وصف الوظيفة
Job Summary
We are seeking a dedicated Security Architect to strengthen our banking operations through the design and implementation of robust security solutions. In this pivotal role, you will collaborate closely with cross-functional teams to ensure our systems and applications are fortified against cyber threats. Your expertise will be instrumental in integrating security best practices into our technology infrastructure, safeguarding sensitive financial data, and ensuring compliance with regulatory standards.
As a Security Architect, you will have the opportunity to lead initiatives that protect our digital assets and maintain the trust of our customers. Your contributions will directly impact the resilience and integrity of our banking services in an increasingly complex cybersecurity landscape. If you are passionate about cybersecurity and thrive in a collaborative environment, we invite you to join us in shaping the future of secure banking operations.
BUSINESS BACKGROUND
In the banking sector, ensuring robust cybersecurity measures is imperative to protect sensitive financial data, maintain customer trust and adhere to stringent regulatory requirements. The role of a Security Architect is pivotal in this landscape, responsible for designing and implementing security solutions that safeguard against sophisticated cyber threats such as data breaches, fraud, and malware attacks.
As financial institutions increasingly rely on digital platforms for transactions and client interactions, the Security Architect plays a crucial role in integrating security controls seamlessly into organization’s technology infrastructure. This includes collaborating closely with IT teams, development groups, and compliance officers to ensure that security measures are not only effective but also compliant with industry standards and regulations such as GDPR, PCI-DSS, and local banking regulations.
Moreover, the Security Architect must stay abreast of emerging cybersecurity trends and technologies to proactively address potential vulnerabilities and adapt security strategies accordingly. By maintaining a proactive approach to cybersecurity, the Security Architect helps mitigate risks, protect sensitive financial information, and uphold the integrity of banking operations in an increasingly interconnected digital ecosystem.
Key Responsibilities
KEY STAKEHOLDERS
- Lines of Business and Ventures
- Tech Organization and Platform Owners
- Engineering Teams
- Compliance and Risk Management
- Executive Management
- Audit
- Suppliers and partners
RESPONSIBILITIES
A Security Architect will be responsible for one or more of the following at the same time.

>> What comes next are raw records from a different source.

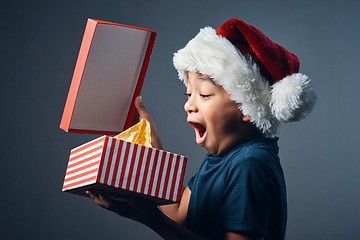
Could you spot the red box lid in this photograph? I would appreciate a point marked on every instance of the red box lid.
(108, 76)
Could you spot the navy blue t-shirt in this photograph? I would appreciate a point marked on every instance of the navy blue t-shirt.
(243, 190)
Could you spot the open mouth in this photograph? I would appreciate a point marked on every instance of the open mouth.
(200, 132)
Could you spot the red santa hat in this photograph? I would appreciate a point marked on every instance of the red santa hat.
(260, 75)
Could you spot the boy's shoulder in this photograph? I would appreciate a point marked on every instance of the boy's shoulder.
(254, 152)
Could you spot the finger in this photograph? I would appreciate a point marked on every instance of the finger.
(143, 113)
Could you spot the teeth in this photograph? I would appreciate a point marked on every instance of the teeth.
(199, 128)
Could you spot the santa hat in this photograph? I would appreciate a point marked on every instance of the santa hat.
(260, 75)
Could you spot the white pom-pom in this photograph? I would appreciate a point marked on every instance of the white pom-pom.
(292, 98)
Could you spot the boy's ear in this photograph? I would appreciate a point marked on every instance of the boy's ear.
(246, 118)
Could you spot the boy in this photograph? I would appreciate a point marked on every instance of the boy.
(240, 87)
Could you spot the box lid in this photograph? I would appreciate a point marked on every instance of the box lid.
(108, 76)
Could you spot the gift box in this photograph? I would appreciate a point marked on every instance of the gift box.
(121, 168)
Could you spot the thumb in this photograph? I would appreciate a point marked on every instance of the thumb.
(143, 113)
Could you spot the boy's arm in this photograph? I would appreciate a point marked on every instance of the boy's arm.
(178, 211)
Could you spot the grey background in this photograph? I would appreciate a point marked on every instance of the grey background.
(39, 44)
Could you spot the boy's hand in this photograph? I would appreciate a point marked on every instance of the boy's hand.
(134, 208)
(144, 114)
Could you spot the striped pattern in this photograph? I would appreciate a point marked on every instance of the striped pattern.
(120, 165)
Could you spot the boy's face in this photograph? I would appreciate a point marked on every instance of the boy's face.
(219, 124)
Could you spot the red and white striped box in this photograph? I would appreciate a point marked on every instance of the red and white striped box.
(119, 168)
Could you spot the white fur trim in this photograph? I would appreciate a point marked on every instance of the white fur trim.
(215, 56)
(292, 98)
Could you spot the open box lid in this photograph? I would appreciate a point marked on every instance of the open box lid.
(108, 76)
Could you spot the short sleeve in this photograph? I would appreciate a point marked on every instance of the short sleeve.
(248, 191)
(191, 183)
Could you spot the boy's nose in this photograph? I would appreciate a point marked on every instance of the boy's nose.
(190, 106)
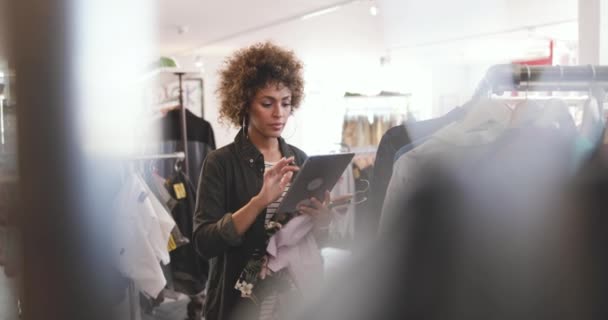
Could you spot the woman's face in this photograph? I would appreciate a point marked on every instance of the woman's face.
(270, 110)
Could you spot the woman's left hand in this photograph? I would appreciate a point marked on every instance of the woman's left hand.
(318, 210)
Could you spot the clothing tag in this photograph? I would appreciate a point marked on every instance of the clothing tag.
(142, 196)
(172, 245)
(180, 191)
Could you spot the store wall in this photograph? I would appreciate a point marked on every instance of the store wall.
(342, 52)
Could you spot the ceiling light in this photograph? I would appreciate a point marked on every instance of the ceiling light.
(198, 62)
(320, 12)
(373, 10)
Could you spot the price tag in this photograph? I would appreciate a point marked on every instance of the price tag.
(180, 191)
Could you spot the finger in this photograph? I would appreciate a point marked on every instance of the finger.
(316, 203)
(279, 165)
(285, 180)
(289, 169)
(308, 210)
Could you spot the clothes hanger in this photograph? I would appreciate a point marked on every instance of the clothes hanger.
(527, 111)
(556, 114)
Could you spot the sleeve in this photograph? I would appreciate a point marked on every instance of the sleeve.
(397, 192)
(214, 230)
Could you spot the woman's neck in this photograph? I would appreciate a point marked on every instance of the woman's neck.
(268, 146)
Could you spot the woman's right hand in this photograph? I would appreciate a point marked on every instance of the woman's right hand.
(276, 180)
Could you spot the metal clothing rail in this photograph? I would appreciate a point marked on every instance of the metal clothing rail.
(176, 155)
(511, 77)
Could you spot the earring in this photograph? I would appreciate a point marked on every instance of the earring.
(245, 126)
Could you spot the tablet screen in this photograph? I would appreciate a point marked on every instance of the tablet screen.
(318, 174)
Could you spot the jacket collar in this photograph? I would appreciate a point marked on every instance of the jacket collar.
(250, 152)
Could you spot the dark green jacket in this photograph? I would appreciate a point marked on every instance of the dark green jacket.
(230, 177)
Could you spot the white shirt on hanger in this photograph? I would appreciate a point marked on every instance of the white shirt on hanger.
(139, 235)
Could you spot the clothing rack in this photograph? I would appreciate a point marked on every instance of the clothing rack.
(176, 155)
(180, 76)
(512, 77)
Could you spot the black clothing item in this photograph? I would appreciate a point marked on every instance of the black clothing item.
(393, 140)
(189, 270)
(230, 177)
(201, 141)
(487, 239)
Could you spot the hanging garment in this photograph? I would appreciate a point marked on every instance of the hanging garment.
(393, 140)
(342, 226)
(188, 268)
(140, 243)
(454, 245)
(201, 141)
(482, 125)
(294, 247)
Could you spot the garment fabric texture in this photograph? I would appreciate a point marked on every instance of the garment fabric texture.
(230, 177)
(392, 141)
(484, 239)
(189, 270)
(453, 143)
(201, 141)
(294, 248)
(141, 235)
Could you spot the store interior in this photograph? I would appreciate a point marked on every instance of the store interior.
(100, 100)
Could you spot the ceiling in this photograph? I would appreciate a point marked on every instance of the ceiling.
(207, 22)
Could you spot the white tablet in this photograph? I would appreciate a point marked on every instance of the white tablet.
(317, 175)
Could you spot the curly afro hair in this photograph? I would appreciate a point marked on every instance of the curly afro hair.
(251, 69)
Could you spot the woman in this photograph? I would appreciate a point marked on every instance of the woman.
(242, 183)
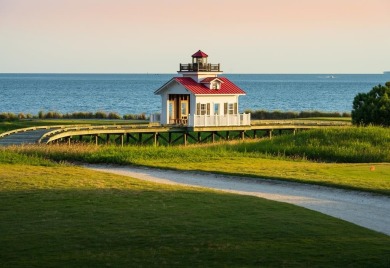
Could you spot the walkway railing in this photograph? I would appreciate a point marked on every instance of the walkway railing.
(219, 120)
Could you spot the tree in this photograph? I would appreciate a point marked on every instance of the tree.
(372, 107)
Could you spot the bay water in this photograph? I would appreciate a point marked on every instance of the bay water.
(134, 93)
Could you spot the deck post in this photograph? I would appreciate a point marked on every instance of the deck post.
(269, 133)
(155, 138)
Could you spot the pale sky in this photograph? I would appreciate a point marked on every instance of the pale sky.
(154, 36)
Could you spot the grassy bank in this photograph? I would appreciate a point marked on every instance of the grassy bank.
(213, 158)
(15, 124)
(59, 216)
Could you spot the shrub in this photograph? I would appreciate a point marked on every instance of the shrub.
(372, 108)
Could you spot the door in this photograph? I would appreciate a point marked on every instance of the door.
(184, 111)
(171, 112)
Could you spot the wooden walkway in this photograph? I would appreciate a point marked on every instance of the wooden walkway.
(155, 135)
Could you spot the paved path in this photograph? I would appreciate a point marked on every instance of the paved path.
(365, 209)
(27, 137)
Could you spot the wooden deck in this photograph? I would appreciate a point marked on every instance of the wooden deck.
(155, 135)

- Create Security Architectures
- Develop comprehensive security architectures for our banking systems, platforms, and applications, ensure they align with industry standard and best practices.
- Automate Security Design
- Implement and manage blueprints templates to standardize and automate security measures and controls across security domains and platforms.

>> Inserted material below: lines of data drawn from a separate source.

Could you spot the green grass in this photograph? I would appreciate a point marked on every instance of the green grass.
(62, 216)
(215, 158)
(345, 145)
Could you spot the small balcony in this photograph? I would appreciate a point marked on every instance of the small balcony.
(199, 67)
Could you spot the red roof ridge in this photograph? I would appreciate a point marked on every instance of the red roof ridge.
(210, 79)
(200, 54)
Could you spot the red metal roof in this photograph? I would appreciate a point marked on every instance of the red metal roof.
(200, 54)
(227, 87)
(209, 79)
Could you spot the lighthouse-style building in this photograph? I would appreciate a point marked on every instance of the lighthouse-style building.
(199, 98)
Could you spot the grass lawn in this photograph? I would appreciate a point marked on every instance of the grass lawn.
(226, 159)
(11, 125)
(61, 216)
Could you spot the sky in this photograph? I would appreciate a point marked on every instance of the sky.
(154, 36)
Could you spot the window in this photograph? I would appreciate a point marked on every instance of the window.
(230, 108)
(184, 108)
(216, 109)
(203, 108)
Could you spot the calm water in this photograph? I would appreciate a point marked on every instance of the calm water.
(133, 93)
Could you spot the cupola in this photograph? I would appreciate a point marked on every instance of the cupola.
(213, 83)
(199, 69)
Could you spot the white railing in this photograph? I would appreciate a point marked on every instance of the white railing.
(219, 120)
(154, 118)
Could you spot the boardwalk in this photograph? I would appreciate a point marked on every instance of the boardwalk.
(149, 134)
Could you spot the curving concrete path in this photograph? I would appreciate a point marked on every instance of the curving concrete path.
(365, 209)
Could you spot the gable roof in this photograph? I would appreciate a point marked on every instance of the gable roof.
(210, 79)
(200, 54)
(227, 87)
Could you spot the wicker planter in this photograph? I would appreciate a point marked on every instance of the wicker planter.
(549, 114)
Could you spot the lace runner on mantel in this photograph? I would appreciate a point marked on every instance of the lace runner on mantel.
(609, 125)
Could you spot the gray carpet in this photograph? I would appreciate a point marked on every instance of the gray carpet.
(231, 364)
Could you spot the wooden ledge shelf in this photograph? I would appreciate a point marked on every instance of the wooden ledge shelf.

- Establish Security Architecture Methodologies and Frameworks
- Establish security principles, policies, standards, methodologies, and frameworks for various platforms used by the Group to run its business.
- Security Architecture Governance
- Participate in the governance forums of Business Units to ensure Enterprise Security Architecture practices are carried out and provide the necessary support to enable Security Architecture practices within the Lines of Businesses.
- Collaborate with Delivery Teams
- Work closely with development and IT teams to integrate security measures into the software development lifecycle (SDLC), ensuring that security is prioritized from design through deployment.
- Conduct Risk Assessments
- Perform regular risk assessments and vulnerability assessments to identify potential security weaknesses and develop effective mitigation strategies.
- Achieve systemic risk reduction
- Lead security domain practices to create security strategy for the domain, including baseline security architecture, target security architecture, roadmaps, risks and mitigation plans.
- Evaluate and Recommend Security Technologies
- Stay current with emerging security technologies and trends, evaluate their applicability to our environment, and recommend solutions that enhance our security posture
متطلبات الوظيفة
- Bachelor’s degree in computer science, Information Security, or in a related field.
- Candidate should have minimum of 5 years of experience as a Security Architect or in a similar role within information security in the Saudi Arabian banking sector.
- Proven experience as a Security Architect in the following security areas such as Secure Development, API, Container and k8s Security.
- Strong understanding of Secure development lifecycle and practices, CI/CD (e.g. Azure DevOps) as well as Application security. Hands-on experience with integrating security into the development lifecycle and secure development pipelines.
- Knowledge and proven experience in API development using backend for frontend (BFF) design. Familiar with securing API routes and endpoints
- Knowledge and proven experience in creating secure Container image for deploying and running API and Application server
- Have experience in both frontend and backend development.
- Familiarity with Blueprints templates (e.g. Microsoft Cloud Security Benchmark, Azure Security baselines) for designing a Secure Architecture is a plus.
- Excellent analytic and problem-solving skills with a proactive mindset.
- Strong communication skills, capable of conveying complex security concepts to technical and non-technical stakeholders.
- Effective collaboration, capable of working with cross-functional teams, including IT, legal, compliance, and business units.
- Demonstrated ability to adapt to changing technologies, security threats, and business needs, while maintaining a proactive approach to security.